For the rest of his life, Dick was obsessed with his close encounter with the pink light. Trying to make sense of it, he wrote an 8,000 page commentary he called his Exegesis. In it, he proposed that the source of the pink light may have been God, the KGB, a satellite, aliens, a 1st century Christian named Thomas with whom he was in telepathic communication, the CIA, a version of himself from a different dimension, or possibly his deceased twin sister contacting him from the spirit world. Each new theory seemed to telescope outward into further possible theories, ad infinitum.

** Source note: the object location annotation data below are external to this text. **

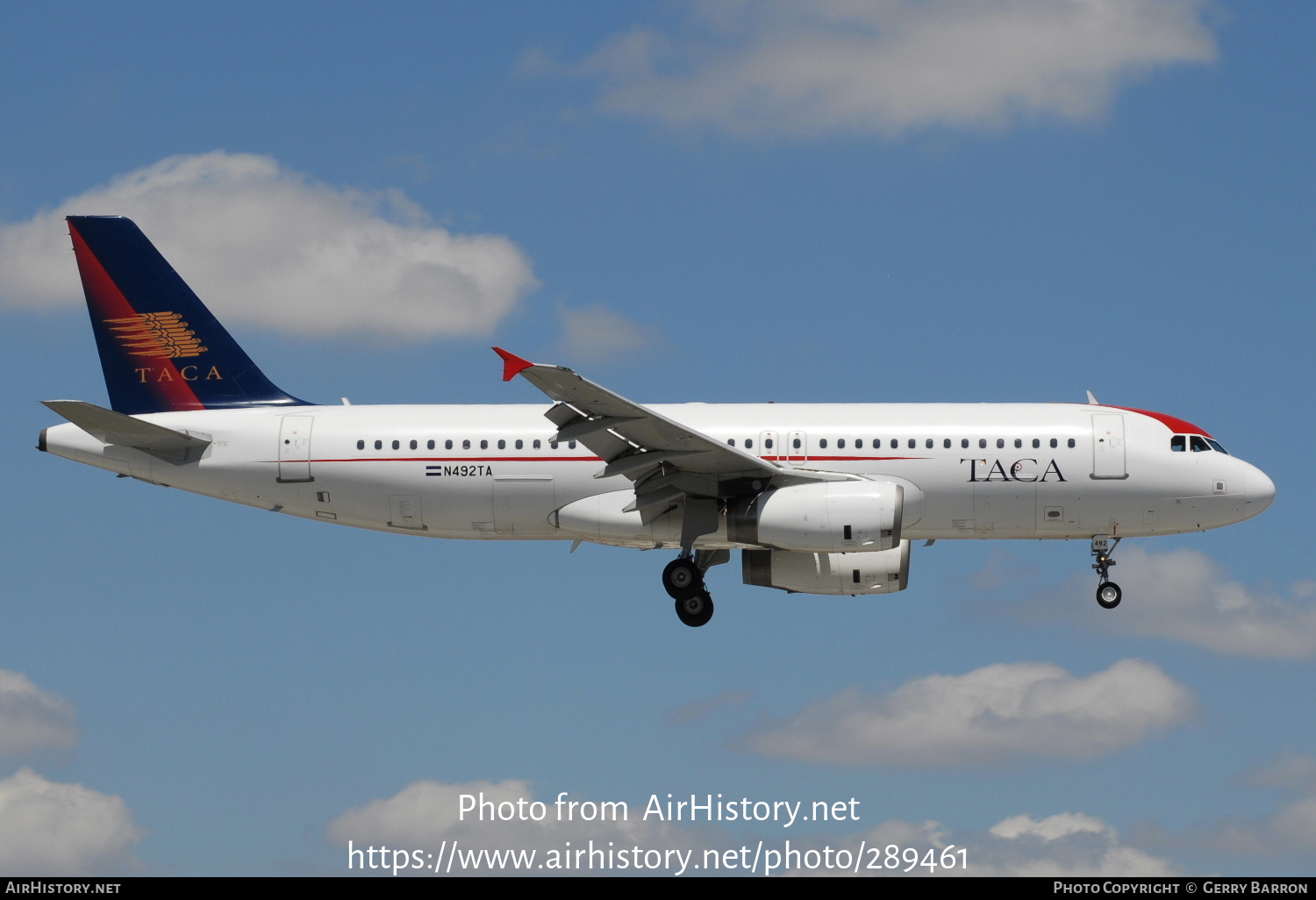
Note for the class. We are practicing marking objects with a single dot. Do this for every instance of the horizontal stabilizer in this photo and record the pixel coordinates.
(110, 426)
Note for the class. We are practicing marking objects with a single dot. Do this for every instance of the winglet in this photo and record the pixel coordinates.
(512, 365)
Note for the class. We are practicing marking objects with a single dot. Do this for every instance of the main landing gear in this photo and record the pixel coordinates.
(1108, 594)
(683, 579)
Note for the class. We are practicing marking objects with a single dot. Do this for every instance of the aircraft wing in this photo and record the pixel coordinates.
(663, 458)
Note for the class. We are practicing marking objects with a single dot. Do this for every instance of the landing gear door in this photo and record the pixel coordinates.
(1108, 446)
(295, 449)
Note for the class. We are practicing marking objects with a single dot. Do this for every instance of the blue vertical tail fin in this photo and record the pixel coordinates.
(161, 349)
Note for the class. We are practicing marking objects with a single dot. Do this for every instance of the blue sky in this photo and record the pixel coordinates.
(907, 202)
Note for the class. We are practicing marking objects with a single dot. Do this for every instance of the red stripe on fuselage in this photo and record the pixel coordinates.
(1173, 423)
(107, 302)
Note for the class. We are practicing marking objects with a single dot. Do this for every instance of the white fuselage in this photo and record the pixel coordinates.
(490, 471)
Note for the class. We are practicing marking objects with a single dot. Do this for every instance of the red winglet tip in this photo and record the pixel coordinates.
(512, 365)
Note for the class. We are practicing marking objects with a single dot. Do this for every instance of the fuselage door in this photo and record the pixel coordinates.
(1108, 446)
(797, 447)
(295, 449)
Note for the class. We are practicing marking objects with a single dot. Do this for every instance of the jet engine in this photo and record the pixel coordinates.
(882, 571)
(831, 516)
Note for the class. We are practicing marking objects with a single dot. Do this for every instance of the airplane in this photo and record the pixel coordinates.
(820, 499)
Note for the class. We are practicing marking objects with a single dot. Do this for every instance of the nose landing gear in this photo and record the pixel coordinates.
(683, 579)
(1108, 594)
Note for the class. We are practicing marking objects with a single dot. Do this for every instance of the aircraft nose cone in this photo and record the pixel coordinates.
(1260, 491)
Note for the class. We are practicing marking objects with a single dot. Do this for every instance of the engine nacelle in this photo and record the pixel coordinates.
(826, 518)
(883, 571)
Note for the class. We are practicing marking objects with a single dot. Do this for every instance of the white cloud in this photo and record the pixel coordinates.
(600, 334)
(61, 829)
(266, 245)
(991, 715)
(763, 68)
(426, 815)
(1187, 596)
(1071, 845)
(32, 718)
(1066, 845)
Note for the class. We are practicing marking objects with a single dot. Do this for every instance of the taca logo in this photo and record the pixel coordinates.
(1020, 470)
(162, 336)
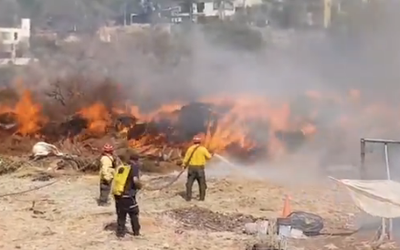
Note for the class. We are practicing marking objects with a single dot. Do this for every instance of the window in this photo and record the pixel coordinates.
(229, 6)
(216, 5)
(5, 35)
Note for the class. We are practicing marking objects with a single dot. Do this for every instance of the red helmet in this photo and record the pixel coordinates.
(108, 148)
(196, 139)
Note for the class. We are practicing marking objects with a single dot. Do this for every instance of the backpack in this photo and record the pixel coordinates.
(120, 179)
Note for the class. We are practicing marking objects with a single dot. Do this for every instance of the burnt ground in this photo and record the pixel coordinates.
(65, 215)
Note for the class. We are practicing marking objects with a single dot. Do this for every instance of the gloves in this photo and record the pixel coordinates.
(139, 185)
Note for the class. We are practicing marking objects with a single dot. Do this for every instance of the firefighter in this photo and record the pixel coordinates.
(107, 166)
(126, 184)
(195, 160)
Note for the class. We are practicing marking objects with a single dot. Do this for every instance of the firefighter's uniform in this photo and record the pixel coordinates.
(126, 185)
(195, 159)
(106, 177)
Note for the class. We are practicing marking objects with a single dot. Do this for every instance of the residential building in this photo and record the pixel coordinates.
(210, 8)
(14, 43)
(11, 37)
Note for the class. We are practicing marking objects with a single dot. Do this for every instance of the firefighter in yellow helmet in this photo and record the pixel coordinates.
(195, 160)
(126, 185)
(107, 166)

While Dick never settled on a definitive explanation of what happened to him, he did explain why his divine madness was so captivating. Before the visions, he felt alienated for most of his life, an observer in a strange world. But in 1974 it seemed as if “the world changed to accommodate me so that I was as a result of this radical change no longer a stranger here; it became my world–and my anxiety, which tormented me every day and night, departed… all of a sudden I fitted in.” For a short time, he had a place in the universe.